Untuk semua alasan yang ada dikepala Distin, laki-laki itu mempersingkatnya. “Kamu tanggung jawab Abang.”

Akila mengerti. Sangat mengerti. Hanya saja terbiasa mempunyai penghasilan sendiri membuatnya ragu untuk menggantungkan hidup pada orang lain, bahkan pada Distin sekalipun.

Distin menarik napas panjang karna tahu sang adik pasti berat mengambil keputusan.

“Kamu pikirin aja dulu. Gak harus buru-buru. Apapun keputusannya, Abang terima, asal kamu nyaman.”

Apapun, asal Akilanya bahagia.

***

Akila berdiri di belakang mesin kasir. Menarik napas lalu menghembuskan kembali dengan berat. Raut tegangnya sangat dominan. Matanya memang fokus pada layar komputer, namun siapapun tahu gadis itu hanya sedang melamun. Akila sedang memikirkan permintaan Distin kemarin.

“Huft!” Untung saja minimarket pagi itu sedang sepi, Akila jadi bebas melamun.

“Mbak, mau bayar.” Ternyata ada satu pelanggan.

“Bang Duta?!” Kapan laki-laki itu masuk? Akila sama sekali tak menyadari kedatangannya. Setelah beberapa hari, akhirnya Akila kembali bisa melihat paras rupawan itu.

“Makanya kalau kerja jangan melamun,” nasihat Duta.

“Mana belanjaannya?” tanya Akila saat tak mendapati keranjang belajaan di tangan laki-laki itu.

“Nih!” Duta meletakkan barang yang tadi dia sembunyikan dibalik telapak tangannya kehadapan Akila.

“Ini doang?”

“Iya,” jawab Duta.

“Permen?”

“Emang kenapa, sih, Nad? Ada larangan gak boleh beli satu permen doang?” Laki-laki itu tersenyum lebar dan Akila segera sadar betapa menyebalkannya Duta.

“Mau heran tapi ini Duta,” sarkas Akila yang membuat Duta tertawa keras.

“Udah kenal banget, ya! Hahahaha.”

“Lima ratus perak.” Akila sengaja menekankan kata perak.

Duta merogoh saku celananya, mengeluarkan dompet, lalu mengambil sebuah kartu di dalamnya. “Lima ratus perak, ya, Nad.”

Seriously?
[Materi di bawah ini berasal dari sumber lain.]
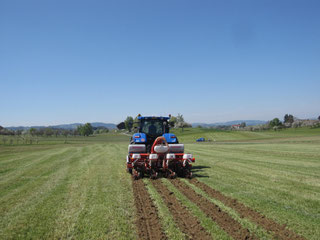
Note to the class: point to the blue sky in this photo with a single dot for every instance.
(85, 61)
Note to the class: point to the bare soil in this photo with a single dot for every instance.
(148, 222)
(223, 219)
(279, 231)
(186, 222)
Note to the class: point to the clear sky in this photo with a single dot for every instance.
(64, 61)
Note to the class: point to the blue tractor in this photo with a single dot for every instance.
(153, 151)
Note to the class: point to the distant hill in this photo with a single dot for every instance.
(70, 126)
(248, 123)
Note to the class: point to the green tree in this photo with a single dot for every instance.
(275, 122)
(85, 130)
(48, 132)
(32, 131)
(288, 118)
(129, 123)
(136, 123)
(172, 121)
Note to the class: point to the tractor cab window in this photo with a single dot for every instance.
(152, 127)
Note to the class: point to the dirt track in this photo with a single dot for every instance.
(224, 220)
(148, 222)
(188, 224)
(280, 231)
(149, 225)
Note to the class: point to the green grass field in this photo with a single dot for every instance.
(79, 189)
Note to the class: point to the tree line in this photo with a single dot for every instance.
(132, 124)
(81, 130)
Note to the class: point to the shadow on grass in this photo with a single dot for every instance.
(198, 171)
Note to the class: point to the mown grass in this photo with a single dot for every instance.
(66, 192)
(279, 179)
(80, 190)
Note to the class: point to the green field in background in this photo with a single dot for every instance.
(78, 188)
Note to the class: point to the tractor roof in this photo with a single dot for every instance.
(153, 117)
Debit card?

Cengiran Duta kali ini benar-benar membuat Akila darah tinggi. Mungkin hanya laki-laki itu diseluruh dunia yang membeli satu permen susu dan membayar dengan menggunakan kartu debit.

“Gak punya cash,” kata Duta.

“Gak usah bayar.” Akila mengembalikan kartu debit itu pada Duta dengan mendelik. Menggeledah kantung kecil di bagian depan tasnya, Akila mengambil satu uang koin miliknya untuk dimasukkan ke mesin kasir.

“Nih, permennya.”

“Terima kasih, Nadhifa.” Duta langsung membuka bungkus permennya, memegang gagang putih itu lalu memasukkan kedalam mulut.
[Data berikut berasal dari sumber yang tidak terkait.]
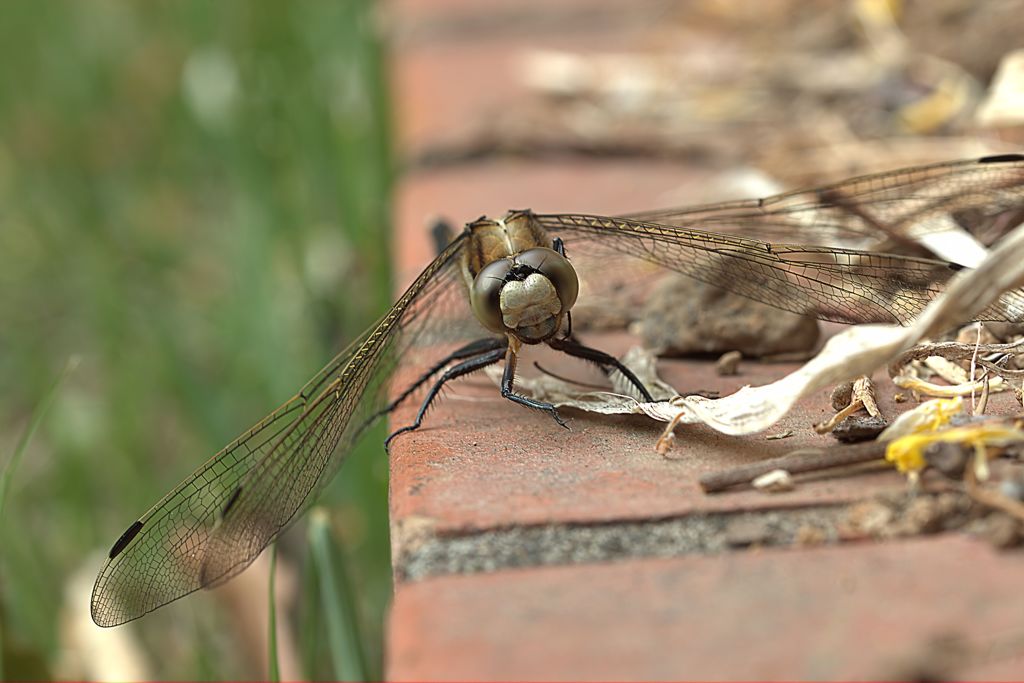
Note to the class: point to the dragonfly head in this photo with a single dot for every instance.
(526, 295)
“Gak balik kerja?” tanya Akila sebab Duta tak sedikitpun beranjak padahal laki-laki itu sudah rapi dengan kemeja biru muda yang dipadukan celana kain hitam.

Duta menggelengkan kepala dengan masih sibuk mengemut permennya sambil membaca beberapa tulisan yang ada pada bungkusan permen itu.

“Nanti telat, udah hampir jam 8,” beritahu Akila.

“Nad?” panggil Duta seperti kebiasaannya.

“Hmm.”

“Mama saya sakit,” ujar Duta dengan kepala masih menunduk membaca bungkus permen, seakan apa yang baru saja diberitahunya hanyalah komposisi permen yang baru ia baca.

Akila terkesiap. “Sakit apa?”

“Jantungnya kambuh.”

Meski terliat biasa saja, detik itu Akila tahu bahwa Duta hanyalah laki-laki biasa. Duta tak seceria yang biasa terlihat. Duta bukan lagi laki-laki dengan kemampuan menguasai motor di segala trek, Duta bukan lagi laki-laki yang punya sejuta tempat rahasia, Duta hanya seorang anak yang meskipun sudah dewasa dari segi umur, tetap akan selalu takut akan namanya kehilangan.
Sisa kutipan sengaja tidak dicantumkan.